Fonte: Rede Brasil Atual
São Paulo – Em todo o país, cerca de 11 milhões de famílias vivem em moradias precárias, em favelas ou loteamentos populares irregulares, nas periferias dos grandes centros urbanos, conforme estimativa da Central de Movimentos Populares (CMP). São adultos, crianças e idosos que dependem da regularização para ter acesso à infraestrutura básica, como fornecimento de eletricidade, água, esgoto, coleta de lixo, pavimentação, transporte e escola perto de casa.
A situação, que já deveria ter sido superada há tempos, garantindo cidadania para essa população, deverá se prolongar indefinidamente caso seja aprovada a Medida Provisória (MP) 759/2016, que estabelece novas regras para a regularização fundiária urbana, rural e da Amazônia Legal, além de liquidar créditos concedidos aos assentados da reforma agrária e de criar mecanismos para acelerar a venda de imóveis da União.
Pela propaganda do governo, a medida é um avanço. Para os movimentos populares constitucional à moradia, a MP é uma ameaça real. Com a sua publicação em 22 de dezembro, quando os movimentos sociais se desmobilizavam em função das festas de fim de ano, estão foram revogados artigos que regiam os processos de legalização em andamento. É o caso da Lei 6.015/1973, do registro fundiário, e a Lei 11.977/2009, do Minha Casa, Minha Vida, que estabelece também normas para a regularização fundiária de assentamentos em áreas urbanas de interesse social.
“Procedimentos de regularização iniciados até a data de publicação da MP terão continuidade. Outros, que estavam com tudo pronto mas não iniciaram, foram suspensos porque foram revogados os artigos legais que respaldam esses processos. No entanto, a MP flexibiliza a regularização para ocupações irregulares de alto padrão, anistiando o mercado imobiliário e especuladores”, acusa a coordenadora do Núcleo de Habitação e Urbanismo da Defensoria Pública de São Paulo, Luiza Lins Veloso. Segundo ela, ainda não há dados sobre o número de famílias que estavam prestes a ter suas casas regularizadas.
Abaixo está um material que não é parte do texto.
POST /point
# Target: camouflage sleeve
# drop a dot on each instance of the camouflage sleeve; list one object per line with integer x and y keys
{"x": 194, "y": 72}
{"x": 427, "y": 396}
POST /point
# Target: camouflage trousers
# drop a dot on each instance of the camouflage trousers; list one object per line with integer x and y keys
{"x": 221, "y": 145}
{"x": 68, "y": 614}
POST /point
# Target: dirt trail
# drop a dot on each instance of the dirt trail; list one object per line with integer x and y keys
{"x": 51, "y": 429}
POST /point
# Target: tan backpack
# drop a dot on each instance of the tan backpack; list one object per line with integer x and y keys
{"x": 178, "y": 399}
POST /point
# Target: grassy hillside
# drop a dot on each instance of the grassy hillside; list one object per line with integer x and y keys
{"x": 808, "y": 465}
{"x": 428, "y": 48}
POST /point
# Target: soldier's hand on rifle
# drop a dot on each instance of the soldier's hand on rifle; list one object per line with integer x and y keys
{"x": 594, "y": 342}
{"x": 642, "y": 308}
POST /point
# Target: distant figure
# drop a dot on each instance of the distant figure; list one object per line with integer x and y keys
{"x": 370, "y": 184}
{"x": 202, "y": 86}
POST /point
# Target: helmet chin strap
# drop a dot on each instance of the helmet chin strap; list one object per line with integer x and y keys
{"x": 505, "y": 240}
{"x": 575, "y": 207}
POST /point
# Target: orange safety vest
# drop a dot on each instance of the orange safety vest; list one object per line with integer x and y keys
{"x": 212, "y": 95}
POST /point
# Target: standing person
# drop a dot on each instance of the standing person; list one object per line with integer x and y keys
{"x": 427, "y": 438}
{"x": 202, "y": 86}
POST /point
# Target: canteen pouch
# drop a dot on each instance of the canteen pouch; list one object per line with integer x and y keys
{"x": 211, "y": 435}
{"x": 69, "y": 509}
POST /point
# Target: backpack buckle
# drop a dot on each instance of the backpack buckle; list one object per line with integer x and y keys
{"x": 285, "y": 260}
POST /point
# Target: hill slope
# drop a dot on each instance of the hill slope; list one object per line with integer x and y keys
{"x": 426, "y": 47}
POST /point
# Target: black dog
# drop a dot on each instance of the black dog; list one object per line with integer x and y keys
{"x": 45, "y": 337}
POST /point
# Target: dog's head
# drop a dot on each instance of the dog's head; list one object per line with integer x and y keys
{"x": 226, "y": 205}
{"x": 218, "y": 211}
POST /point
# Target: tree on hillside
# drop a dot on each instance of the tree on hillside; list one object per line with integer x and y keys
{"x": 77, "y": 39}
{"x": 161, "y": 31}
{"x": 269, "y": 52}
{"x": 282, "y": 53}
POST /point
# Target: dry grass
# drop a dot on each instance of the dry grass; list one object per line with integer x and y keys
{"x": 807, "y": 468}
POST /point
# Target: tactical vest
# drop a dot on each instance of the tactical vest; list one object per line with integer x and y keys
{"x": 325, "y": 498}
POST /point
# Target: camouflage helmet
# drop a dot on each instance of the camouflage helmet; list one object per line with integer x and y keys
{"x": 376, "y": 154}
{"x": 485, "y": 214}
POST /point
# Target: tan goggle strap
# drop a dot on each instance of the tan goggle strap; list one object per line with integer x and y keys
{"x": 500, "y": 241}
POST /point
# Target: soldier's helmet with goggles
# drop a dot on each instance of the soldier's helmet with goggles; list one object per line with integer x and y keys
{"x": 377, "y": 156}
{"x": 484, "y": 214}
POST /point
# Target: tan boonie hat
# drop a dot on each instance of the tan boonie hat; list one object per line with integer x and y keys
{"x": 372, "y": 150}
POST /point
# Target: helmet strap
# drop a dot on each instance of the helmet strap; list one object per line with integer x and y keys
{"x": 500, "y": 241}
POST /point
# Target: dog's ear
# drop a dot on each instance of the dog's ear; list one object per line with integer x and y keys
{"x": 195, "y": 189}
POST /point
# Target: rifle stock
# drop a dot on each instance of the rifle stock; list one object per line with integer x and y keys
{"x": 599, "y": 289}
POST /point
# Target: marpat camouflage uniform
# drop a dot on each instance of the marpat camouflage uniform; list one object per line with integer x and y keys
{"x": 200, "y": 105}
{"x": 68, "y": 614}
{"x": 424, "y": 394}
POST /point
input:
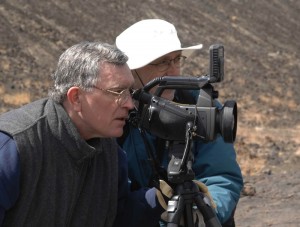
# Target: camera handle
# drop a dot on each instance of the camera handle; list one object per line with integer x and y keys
{"x": 186, "y": 193}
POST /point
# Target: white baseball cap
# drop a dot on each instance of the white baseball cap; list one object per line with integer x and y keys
{"x": 147, "y": 40}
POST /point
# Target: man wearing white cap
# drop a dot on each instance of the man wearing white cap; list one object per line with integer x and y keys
{"x": 154, "y": 50}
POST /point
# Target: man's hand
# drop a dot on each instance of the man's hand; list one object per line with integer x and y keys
{"x": 164, "y": 193}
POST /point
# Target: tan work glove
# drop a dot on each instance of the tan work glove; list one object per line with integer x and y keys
{"x": 165, "y": 194}
{"x": 204, "y": 190}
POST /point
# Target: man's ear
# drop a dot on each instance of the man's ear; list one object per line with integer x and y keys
{"x": 74, "y": 98}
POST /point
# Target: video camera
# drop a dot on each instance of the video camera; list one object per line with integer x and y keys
{"x": 168, "y": 120}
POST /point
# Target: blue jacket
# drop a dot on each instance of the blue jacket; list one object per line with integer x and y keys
{"x": 135, "y": 209}
{"x": 215, "y": 165}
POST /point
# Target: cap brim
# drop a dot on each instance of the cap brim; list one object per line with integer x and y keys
{"x": 138, "y": 62}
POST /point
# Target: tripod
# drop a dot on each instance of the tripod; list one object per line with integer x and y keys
{"x": 186, "y": 192}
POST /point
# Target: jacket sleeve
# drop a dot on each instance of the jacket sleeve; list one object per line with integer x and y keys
{"x": 135, "y": 208}
{"x": 9, "y": 174}
{"x": 216, "y": 166}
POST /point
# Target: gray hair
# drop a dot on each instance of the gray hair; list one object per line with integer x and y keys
{"x": 80, "y": 66}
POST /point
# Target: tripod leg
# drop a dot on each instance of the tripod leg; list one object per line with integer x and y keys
{"x": 208, "y": 213}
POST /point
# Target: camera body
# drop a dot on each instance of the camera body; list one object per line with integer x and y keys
{"x": 168, "y": 120}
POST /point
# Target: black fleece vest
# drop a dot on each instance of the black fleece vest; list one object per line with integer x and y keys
{"x": 65, "y": 181}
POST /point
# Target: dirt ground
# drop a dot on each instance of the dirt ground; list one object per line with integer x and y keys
{"x": 261, "y": 40}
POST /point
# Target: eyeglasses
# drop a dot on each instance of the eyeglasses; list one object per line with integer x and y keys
{"x": 165, "y": 64}
{"x": 122, "y": 96}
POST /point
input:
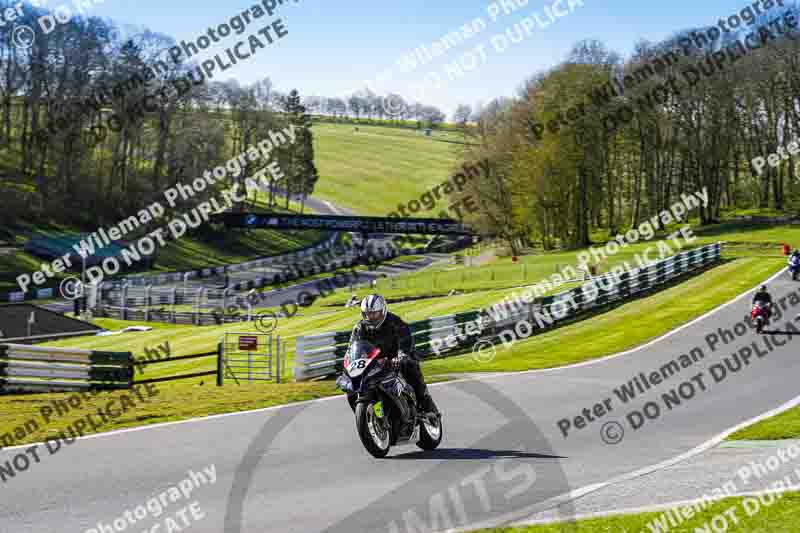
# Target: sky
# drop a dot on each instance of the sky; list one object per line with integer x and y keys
{"x": 337, "y": 47}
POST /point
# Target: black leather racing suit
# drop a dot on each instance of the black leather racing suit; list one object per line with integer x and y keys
{"x": 392, "y": 336}
{"x": 764, "y": 297}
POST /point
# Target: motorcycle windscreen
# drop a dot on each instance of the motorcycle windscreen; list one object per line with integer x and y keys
{"x": 360, "y": 354}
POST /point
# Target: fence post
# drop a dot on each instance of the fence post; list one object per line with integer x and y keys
{"x": 174, "y": 300}
{"x": 278, "y": 358}
{"x": 220, "y": 364}
{"x": 124, "y": 303}
{"x": 147, "y": 302}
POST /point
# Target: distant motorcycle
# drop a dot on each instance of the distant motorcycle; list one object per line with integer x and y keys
{"x": 794, "y": 267}
{"x": 384, "y": 404}
{"x": 760, "y": 316}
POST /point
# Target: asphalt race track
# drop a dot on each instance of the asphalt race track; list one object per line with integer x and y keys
{"x": 302, "y": 468}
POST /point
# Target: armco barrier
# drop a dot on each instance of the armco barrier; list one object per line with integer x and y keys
{"x": 40, "y": 369}
{"x": 322, "y": 355}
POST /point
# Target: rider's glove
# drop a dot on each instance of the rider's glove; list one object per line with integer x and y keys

Conforme a defensora, a MP é inconstitucional porque revoga leis que regulamentam a Constituição Federal. É o caso da Lei 10.257/2001 (Estatuto da Cidade), segundo a qual a política de desenvolvimento urbano é executada pelo município, para gerir a cidade e o patrimônio público na perspectiva da sua função social.
Outro direito assegurado pela lei revogada é o de aquisição de área urbana de até 250 metros quadrados, que tiverem sido ocupados por cinco anos, ininterruptamente e sem oposição, utilizando-a para sua moradia ou de sua família, poderá adquirir o domínio desde que não seja proprietários de outro imóvel urbano ou rural.
“Há agora confusão jurídica, já que a MP traz pontos que não são autoaplicáveis, que dependem de regulamentação”, afirma Luiza.
Diante de tantas incertezas, movimentos, fóruns e órgãos oficiais têm realizado seminários para debater a MP, como o que aconteceu na noite de ontem (16), na Defensoria Pública de São Paulo.
Contradições
A exemplo de outras MPs do governo de Michel Temer, que não foram debatidas com as partes interessadas, a 759 é criticada pela forma autoritária e também pelo conteúdo inconstitucional, carregado de contradições.
A advogada Rosane Tierno, do Instituto Brasileiro de Direito Urbanístico (IBDU), critica a ausência de participação de representantes dos movimentos populares, defensorias, prefeituras e demais órgãos. E afirma que, ao mesmo tempo em que o pacote impõe maiores ônus para a população de baixa renda, já prejudicada com a revogação dos procedimentos de regularização, flexibiliza a legalização de ocupações de alto padrão.
“Enquanto há extinção de critérios que asseguravam o interesse social, condomínios e especuladores urbanos e rurais terão seus terrenos legalizados. Regularização fundiária é direito a ser preservado e não um pretexto para a concentração fundiária e para anistia a loteamentos e condomínios dos ricos”, afirma.
Outro ponto, segundo ela, é o fim da prioridade dada às áreas e interesse social por parte do poder público, com investimento em obras de infraestrutura e construção de equipamentos públicos e comunitários aos quais a população de baixa renda tem direito.
“Essas obras de infraestrutura são importantes para garantir direitos básicos, mas também têm a finalidade ambiental por trás. Dependendo do terreno, a falta de galerias para escoar a água da chuva pode levar a erosão, deslizamentos e tragédias humanas e ambientais”, disse a advogada, ressaltando que a MP extingue o licenciamento ambiental diferenciado para essas áreas e desobriga os loteadores irregulares e grileiros de terras públicas a adotarem medidas medidas corretivas.